Scientific Data Management Group Making Significant Progress, Also Making News

June 16, 2000

NERSC's Scientific Data Management Group notched a couple of wins this month, contributing to an important milestone in the Earth Sciences Grid project and getting a full-page article in the June 12 issue of Computerworld magazine.

The Computerworld article described the group's Storage Access Coordination System (STACS), which streamlines the task of searching and retrieving requested subsets of data files from massive tape libraries. STACS was developed as part of DOE's High Energy and Nuclear Physics Grand Challenge to make it easier for physicists to select data from experiments with the STAR detector at Brookhaven National Laboratory. STACS has three components.

The first is a specialized index, which allows users to specify a request based on the properties of data they are looking for. This is especially useful in physics, where there can be tens of thousands of files containing records of millions of "events," the term used for particle collisions.

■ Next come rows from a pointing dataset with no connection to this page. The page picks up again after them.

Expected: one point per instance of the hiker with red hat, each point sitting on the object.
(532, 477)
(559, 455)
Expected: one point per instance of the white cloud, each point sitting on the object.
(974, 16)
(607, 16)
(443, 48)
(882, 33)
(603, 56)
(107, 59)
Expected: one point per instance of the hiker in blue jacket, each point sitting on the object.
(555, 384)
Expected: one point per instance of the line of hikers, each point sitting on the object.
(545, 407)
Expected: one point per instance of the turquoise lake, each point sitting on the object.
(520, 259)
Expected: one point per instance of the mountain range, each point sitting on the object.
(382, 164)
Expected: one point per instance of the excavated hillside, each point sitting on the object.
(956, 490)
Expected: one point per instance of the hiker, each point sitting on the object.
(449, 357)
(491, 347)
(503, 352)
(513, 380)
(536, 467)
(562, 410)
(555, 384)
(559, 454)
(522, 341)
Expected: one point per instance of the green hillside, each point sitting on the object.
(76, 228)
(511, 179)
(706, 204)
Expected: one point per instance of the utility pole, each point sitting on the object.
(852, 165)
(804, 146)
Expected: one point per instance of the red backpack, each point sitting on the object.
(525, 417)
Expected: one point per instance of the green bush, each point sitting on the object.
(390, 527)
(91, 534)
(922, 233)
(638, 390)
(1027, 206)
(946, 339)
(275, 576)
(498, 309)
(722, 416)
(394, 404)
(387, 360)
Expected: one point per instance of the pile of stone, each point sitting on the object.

The second component, called a Query Monitor, coordinates such requests from multiple users. Because retrieving files can be very time consuming (and adding hardware to speed up the process is expensive), consolidating file requests from multiple users can make the information available sooner to more people.

The third component, called the HRM (for HPSS Resource Manager) manages, queues and monitors file transfer requests to the High Performance Storage Systems (HPSS), such as the ones at NERSC, San Diego Supercomputer Center (SDSC) and other labs.

STACS is now being integrated into the data analysis program at Brookhaven, a "very gratifying" result for a system that started out as an exploratory project, said Group Lead Arie Shoshani.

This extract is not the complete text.